As genuine human beings, from Genesis 1 onward, we are given the mandate of looking after creation, of bringing order to God's world, of establishing and maintaining communities. To suppose that we are saved, as it were, for our own private benefit, for the restoration of our own relationship with God (vital though that is!), and for our eventual homecoming and peace in heaven (misleading though that is!) is like a boy being given a baseball bat as a present and insisting that since it belongs to him, he must always and only play with it in private. But of course you can only do what you're meant to do with a baseball bat when you're playing with other people.

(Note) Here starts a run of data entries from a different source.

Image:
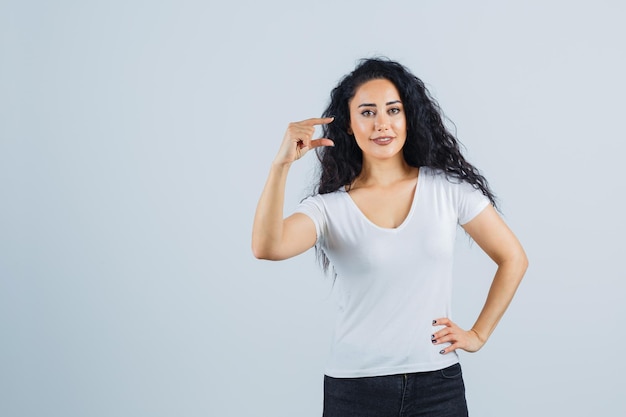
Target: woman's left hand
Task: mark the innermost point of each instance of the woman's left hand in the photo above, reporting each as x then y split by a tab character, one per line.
468	340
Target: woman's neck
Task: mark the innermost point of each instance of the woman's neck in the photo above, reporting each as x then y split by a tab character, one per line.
382	173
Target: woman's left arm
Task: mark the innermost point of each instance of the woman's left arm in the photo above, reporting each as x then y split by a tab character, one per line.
498	241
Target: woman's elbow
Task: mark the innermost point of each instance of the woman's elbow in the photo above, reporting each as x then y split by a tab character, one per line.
263	252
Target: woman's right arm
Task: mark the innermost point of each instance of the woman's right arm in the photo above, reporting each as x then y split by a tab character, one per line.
274	237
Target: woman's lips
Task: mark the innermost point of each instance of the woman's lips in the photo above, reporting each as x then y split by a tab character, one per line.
382	140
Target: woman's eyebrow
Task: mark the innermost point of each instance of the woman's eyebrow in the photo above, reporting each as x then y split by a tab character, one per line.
374	105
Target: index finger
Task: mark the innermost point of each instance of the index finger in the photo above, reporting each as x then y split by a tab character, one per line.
314	121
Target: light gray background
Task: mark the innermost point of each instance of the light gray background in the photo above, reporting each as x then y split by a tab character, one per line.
135	137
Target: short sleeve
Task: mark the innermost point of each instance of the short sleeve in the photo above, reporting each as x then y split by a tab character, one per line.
313	207
470	202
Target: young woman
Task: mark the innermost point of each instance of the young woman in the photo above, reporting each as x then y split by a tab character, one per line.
392	190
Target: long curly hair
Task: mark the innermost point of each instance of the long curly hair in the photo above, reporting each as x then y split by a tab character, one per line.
428	142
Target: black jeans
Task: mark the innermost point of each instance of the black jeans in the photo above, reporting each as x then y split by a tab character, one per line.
432	394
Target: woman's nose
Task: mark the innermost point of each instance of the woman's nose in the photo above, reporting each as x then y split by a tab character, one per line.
382	122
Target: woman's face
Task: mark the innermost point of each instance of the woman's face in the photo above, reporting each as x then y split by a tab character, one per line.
377	119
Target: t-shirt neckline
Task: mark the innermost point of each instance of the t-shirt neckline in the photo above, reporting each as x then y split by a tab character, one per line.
408	217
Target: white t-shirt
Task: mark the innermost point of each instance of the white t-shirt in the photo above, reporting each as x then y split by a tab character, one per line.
392	283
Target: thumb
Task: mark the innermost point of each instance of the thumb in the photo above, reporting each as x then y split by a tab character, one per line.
321	142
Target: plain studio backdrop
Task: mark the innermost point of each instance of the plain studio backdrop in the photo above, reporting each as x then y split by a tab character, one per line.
136	136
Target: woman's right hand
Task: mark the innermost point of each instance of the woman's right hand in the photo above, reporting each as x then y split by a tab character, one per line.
299	140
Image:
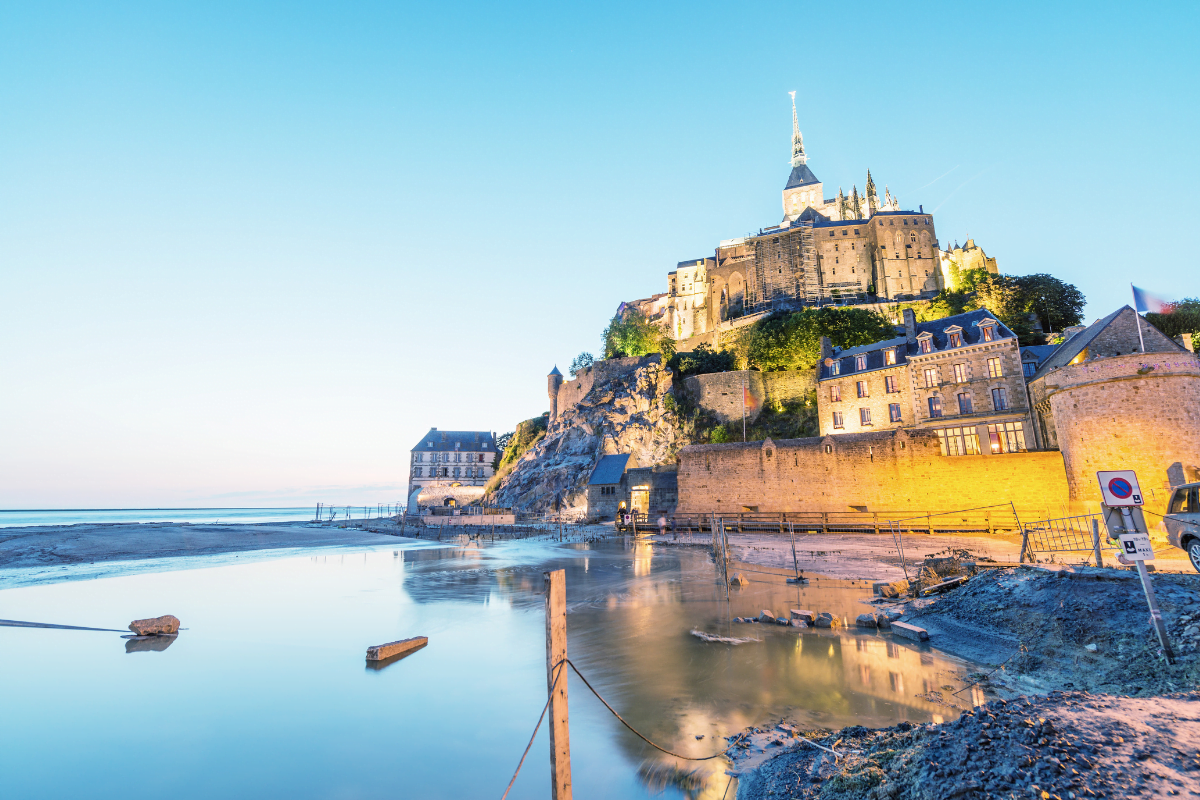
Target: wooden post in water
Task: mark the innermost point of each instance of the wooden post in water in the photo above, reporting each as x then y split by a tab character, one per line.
556	667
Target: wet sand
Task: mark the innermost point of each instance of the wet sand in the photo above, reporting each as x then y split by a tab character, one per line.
52	546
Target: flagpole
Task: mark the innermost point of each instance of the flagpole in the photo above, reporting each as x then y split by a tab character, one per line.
1138	317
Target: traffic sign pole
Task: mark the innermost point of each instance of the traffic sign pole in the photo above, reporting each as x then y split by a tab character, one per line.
1156	618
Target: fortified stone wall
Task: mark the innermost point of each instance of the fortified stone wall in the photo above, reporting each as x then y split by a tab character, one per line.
1137	411
599	373
892	470
720	392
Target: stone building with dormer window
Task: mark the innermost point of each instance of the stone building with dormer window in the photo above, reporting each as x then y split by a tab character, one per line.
451	459
960	376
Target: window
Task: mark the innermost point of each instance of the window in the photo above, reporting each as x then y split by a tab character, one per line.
959	441
1007	437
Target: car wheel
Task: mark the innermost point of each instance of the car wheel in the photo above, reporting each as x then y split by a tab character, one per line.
1194	553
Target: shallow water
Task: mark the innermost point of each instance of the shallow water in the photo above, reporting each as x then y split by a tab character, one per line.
267	693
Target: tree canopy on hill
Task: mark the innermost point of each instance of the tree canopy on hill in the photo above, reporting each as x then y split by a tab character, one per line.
1182	317
630	334
792	341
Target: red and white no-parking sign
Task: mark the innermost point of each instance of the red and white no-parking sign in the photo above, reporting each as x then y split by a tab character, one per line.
1120	488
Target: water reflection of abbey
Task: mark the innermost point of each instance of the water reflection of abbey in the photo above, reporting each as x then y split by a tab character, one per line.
630	615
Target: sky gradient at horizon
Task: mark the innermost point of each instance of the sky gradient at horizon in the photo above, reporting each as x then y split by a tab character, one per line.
251	254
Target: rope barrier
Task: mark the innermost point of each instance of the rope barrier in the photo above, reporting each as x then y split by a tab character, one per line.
636	732
540	717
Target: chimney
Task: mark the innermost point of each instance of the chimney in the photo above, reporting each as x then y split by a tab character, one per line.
910	325
826	348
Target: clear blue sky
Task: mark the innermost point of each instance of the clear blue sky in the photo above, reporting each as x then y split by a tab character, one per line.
250	254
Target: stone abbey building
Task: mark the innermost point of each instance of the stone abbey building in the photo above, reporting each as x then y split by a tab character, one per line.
843	250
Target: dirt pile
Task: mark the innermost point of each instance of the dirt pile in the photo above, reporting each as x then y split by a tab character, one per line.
1073	629
1063	746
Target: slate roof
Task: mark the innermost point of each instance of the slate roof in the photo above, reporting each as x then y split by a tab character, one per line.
444	440
1075	344
874	352
609	470
801	176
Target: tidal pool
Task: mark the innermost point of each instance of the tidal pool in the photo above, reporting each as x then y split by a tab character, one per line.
267	692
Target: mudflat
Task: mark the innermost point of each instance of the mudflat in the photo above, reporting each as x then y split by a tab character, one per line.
41	546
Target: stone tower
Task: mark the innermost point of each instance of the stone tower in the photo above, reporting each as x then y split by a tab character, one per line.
553	380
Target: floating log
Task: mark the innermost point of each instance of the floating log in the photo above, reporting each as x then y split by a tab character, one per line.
383	651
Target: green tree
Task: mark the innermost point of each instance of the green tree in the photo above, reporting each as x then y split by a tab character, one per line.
1182	317
582	361
1056	304
630	334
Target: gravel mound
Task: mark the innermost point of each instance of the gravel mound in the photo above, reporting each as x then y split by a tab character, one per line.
1073	629
1061	746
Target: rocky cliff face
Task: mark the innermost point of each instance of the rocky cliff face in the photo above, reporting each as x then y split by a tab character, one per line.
625	414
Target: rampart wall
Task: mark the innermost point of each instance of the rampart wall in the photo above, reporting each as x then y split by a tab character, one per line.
891	470
720	392
1138	411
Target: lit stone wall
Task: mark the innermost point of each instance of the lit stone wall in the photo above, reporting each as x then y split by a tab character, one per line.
1137	411
893	470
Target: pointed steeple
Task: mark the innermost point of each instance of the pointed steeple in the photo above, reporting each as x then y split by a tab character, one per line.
798	157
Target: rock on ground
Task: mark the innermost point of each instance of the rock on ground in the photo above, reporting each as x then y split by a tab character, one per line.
1062	746
1037	625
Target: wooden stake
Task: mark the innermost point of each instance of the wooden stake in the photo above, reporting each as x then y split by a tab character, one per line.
556	667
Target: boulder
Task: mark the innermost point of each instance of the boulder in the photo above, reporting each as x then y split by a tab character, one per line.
907	631
156	626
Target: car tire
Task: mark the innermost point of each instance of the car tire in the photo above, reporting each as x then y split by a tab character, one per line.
1194	553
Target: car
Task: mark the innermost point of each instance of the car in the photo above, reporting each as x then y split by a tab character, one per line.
1182	521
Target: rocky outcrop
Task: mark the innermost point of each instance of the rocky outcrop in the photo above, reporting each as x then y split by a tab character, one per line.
625	414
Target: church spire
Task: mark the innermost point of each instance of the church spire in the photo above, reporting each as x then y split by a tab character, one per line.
798	157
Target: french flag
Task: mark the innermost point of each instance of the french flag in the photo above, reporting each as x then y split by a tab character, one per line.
1144	301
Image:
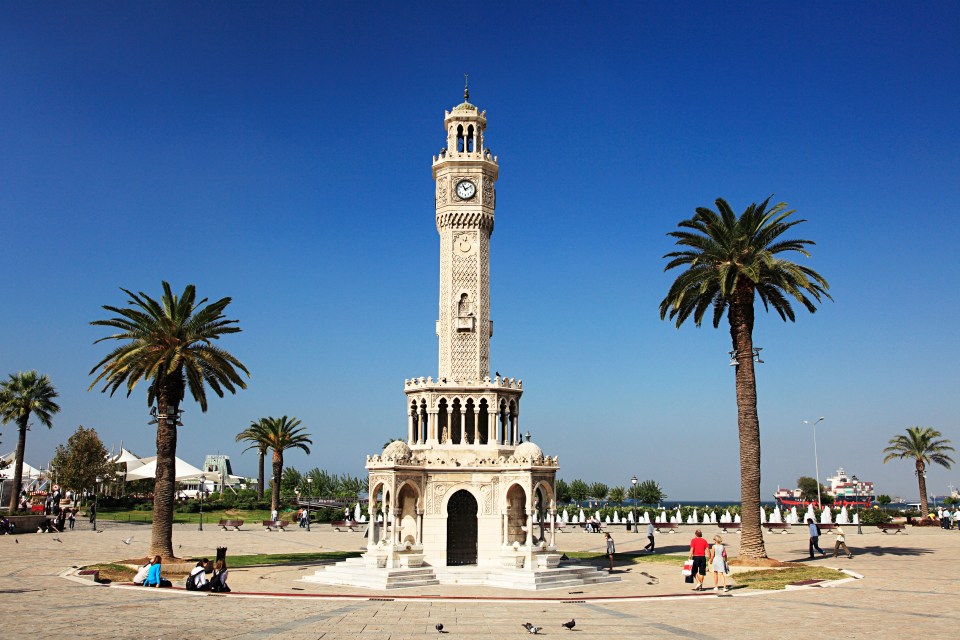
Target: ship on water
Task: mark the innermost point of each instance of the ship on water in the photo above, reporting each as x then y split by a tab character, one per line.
847	491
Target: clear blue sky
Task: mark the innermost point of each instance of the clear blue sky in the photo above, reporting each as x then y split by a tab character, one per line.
279	153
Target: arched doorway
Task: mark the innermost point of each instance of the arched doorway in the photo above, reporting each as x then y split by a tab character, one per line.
461	529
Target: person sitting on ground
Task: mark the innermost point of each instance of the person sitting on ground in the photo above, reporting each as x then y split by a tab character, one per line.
197	580
153	575
218	583
141	575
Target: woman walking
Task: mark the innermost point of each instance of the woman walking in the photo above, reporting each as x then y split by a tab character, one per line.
841	542
718	563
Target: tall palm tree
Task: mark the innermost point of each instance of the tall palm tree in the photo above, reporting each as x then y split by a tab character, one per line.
282	434
730	262
921	444
21	395
255	435
169	344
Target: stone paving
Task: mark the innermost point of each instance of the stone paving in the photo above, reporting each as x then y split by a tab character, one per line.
910	586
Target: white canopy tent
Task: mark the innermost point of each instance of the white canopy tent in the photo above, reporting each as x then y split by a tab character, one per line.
182	471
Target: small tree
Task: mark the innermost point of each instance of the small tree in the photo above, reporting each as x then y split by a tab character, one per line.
649	492
924	446
579	490
808	490
77	465
617	495
599	491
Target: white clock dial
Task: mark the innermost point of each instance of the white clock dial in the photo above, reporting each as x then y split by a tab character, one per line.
466	189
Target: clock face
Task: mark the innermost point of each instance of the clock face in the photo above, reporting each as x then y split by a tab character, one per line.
466	189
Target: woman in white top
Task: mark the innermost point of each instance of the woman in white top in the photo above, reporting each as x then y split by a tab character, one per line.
718	563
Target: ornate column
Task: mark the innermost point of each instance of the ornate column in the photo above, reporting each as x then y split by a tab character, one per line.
553	527
432	427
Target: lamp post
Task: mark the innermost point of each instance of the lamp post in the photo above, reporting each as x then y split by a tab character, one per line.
309	498
856	499
816	460
203	485
96	486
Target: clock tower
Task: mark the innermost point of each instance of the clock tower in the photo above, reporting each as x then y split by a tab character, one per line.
463	498
465	173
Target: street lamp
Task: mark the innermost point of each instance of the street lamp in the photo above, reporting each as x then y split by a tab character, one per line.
309	498
856	499
203	484
93	520
816	460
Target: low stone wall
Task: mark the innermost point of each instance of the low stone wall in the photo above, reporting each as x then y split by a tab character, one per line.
27	524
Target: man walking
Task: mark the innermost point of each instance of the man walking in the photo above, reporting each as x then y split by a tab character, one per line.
698	553
650	545
814	538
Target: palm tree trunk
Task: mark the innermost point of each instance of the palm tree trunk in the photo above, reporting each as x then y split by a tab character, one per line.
262	452
740	316
924	506
18	469
161	543
277	474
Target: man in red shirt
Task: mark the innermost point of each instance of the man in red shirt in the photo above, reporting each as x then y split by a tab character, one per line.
698	553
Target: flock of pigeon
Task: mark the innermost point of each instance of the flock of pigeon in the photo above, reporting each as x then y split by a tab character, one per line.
526	625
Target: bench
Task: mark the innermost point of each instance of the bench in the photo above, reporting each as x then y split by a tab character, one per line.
340	525
895	528
280	525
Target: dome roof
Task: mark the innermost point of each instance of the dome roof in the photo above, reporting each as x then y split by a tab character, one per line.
528	450
397	449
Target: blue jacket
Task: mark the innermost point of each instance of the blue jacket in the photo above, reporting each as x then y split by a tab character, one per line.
153	576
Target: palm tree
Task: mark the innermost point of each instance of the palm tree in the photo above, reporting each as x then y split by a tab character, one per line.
282	434
921	445
731	261
170	344
21	395
255	435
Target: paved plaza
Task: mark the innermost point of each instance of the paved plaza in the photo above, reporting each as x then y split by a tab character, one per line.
910	584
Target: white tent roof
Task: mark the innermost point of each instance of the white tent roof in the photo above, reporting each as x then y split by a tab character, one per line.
182	471
128	458
28	471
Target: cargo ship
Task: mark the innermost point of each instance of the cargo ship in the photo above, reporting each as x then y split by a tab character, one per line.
847	491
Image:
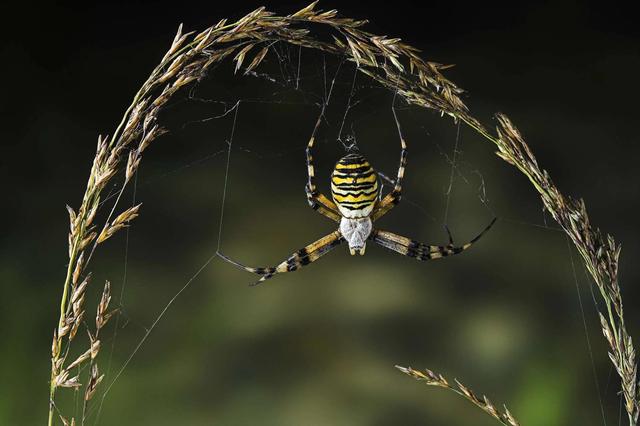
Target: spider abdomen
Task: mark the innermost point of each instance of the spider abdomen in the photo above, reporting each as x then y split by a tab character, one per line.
354	186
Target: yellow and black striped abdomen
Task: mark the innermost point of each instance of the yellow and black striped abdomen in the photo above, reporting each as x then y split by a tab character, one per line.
354	186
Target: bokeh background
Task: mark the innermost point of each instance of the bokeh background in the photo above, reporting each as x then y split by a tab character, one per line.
317	347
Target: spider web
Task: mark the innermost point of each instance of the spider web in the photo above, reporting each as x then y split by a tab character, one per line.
298	83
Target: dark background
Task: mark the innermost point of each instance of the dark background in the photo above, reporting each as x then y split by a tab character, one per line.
318	347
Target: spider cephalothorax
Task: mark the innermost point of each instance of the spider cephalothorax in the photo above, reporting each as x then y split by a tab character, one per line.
356	205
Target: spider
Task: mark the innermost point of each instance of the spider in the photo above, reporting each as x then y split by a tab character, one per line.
357	203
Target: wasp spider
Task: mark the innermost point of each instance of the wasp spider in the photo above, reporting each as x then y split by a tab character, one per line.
357	203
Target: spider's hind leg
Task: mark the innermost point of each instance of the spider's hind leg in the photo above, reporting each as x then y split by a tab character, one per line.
300	258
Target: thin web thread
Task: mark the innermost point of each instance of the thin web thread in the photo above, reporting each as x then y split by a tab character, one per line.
226	176
190	280
586	333
452	175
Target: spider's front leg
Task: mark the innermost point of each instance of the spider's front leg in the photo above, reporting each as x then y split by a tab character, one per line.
317	200
300	258
393	198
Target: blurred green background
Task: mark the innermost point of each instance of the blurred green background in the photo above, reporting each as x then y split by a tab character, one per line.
317	347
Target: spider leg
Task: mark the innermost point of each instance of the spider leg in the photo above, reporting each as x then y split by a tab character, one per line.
420	251
317	201
393	198
300	258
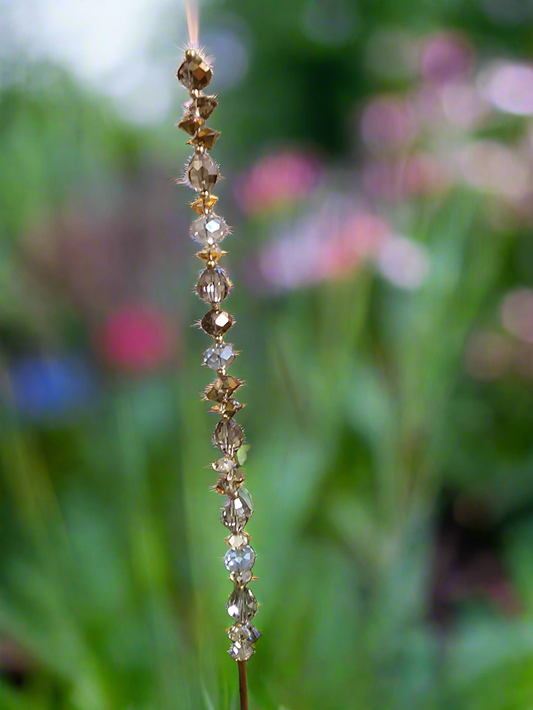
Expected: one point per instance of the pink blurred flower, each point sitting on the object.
(276, 180)
(495, 168)
(329, 244)
(136, 338)
(509, 87)
(415, 175)
(389, 123)
(359, 239)
(404, 263)
(463, 105)
(445, 56)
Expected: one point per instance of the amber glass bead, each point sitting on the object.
(194, 72)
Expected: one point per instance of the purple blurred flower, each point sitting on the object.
(276, 180)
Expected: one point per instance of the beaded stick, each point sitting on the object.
(213, 287)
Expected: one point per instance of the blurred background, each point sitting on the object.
(378, 158)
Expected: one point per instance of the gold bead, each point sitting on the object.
(194, 72)
(222, 388)
(211, 255)
(205, 138)
(205, 203)
(190, 124)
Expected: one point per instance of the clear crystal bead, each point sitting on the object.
(241, 651)
(238, 540)
(209, 229)
(224, 465)
(236, 513)
(213, 285)
(227, 486)
(216, 323)
(239, 560)
(243, 632)
(228, 436)
(219, 356)
(242, 604)
(202, 172)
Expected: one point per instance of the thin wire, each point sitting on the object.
(193, 21)
(243, 685)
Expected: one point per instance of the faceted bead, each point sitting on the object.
(202, 172)
(243, 632)
(190, 124)
(242, 604)
(210, 253)
(213, 285)
(239, 560)
(222, 388)
(245, 496)
(206, 137)
(205, 105)
(238, 540)
(219, 356)
(241, 651)
(202, 205)
(228, 436)
(241, 578)
(216, 323)
(194, 72)
(227, 409)
(224, 465)
(209, 229)
(236, 513)
(227, 486)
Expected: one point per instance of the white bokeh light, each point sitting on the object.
(106, 44)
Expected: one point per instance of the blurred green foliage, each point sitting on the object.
(393, 488)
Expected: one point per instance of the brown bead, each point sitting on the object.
(202, 106)
(213, 285)
(211, 254)
(228, 437)
(222, 388)
(202, 172)
(206, 137)
(194, 72)
(190, 124)
(228, 409)
(204, 204)
(216, 323)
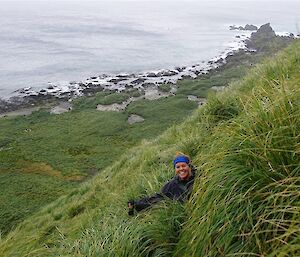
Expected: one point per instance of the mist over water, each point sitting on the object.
(44, 42)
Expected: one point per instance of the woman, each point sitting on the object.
(179, 188)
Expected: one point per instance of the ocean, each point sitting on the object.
(63, 41)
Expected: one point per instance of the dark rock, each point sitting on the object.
(152, 75)
(116, 80)
(265, 31)
(167, 73)
(247, 27)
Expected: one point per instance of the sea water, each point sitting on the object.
(54, 41)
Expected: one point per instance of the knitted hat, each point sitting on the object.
(180, 157)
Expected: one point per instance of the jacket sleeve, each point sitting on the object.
(147, 201)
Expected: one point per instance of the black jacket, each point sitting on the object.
(175, 189)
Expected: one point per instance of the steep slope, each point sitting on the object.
(246, 202)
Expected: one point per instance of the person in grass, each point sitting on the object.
(178, 188)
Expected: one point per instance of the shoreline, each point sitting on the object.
(28, 98)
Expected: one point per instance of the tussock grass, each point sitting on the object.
(245, 143)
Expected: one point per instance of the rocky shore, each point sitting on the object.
(28, 97)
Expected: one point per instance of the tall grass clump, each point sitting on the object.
(247, 201)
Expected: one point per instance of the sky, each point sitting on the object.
(240, 1)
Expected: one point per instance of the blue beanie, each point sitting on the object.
(181, 158)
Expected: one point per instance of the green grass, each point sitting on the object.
(245, 143)
(73, 147)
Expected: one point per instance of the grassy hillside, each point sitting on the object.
(245, 143)
(43, 156)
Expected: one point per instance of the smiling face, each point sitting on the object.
(183, 170)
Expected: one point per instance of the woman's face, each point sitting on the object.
(183, 170)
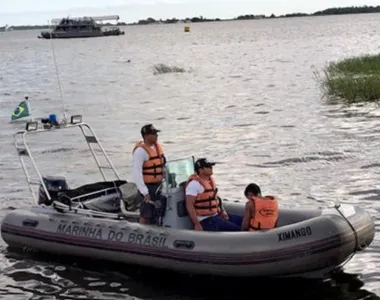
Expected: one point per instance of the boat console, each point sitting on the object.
(110, 198)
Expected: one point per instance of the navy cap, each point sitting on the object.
(149, 129)
(203, 163)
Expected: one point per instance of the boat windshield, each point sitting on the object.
(179, 170)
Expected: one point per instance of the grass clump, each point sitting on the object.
(355, 79)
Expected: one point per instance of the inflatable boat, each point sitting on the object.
(100, 221)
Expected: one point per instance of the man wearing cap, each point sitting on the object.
(203, 205)
(148, 162)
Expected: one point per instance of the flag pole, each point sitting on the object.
(29, 108)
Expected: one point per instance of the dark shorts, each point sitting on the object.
(217, 223)
(147, 209)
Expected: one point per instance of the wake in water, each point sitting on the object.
(72, 279)
(163, 69)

And salvation only does what it's meant to do when those who have been saved, are being saved, and will one day fully be saved realize that they are saved not as souls but as wholes and not for themselves alone but for what God now longs to do through them.
- N. T. Wright (Suprised by Hope pg. 199-200)
N. T. Wright was featured on the Colbert Report discussing the ideology concerning life after death (which he deals with in his new book titled Suprised by Hope: Rethinking Heaven, the Resurrection, and the Mission of the Church).
You can buy the book here.
I obtained the above quote here.
-What do you think of the message put forth by Wright?
-What does scripture say concerning our life after death?
-Is his teaching plausible?
-Why do you think this teaching was "lost" during the medieval times?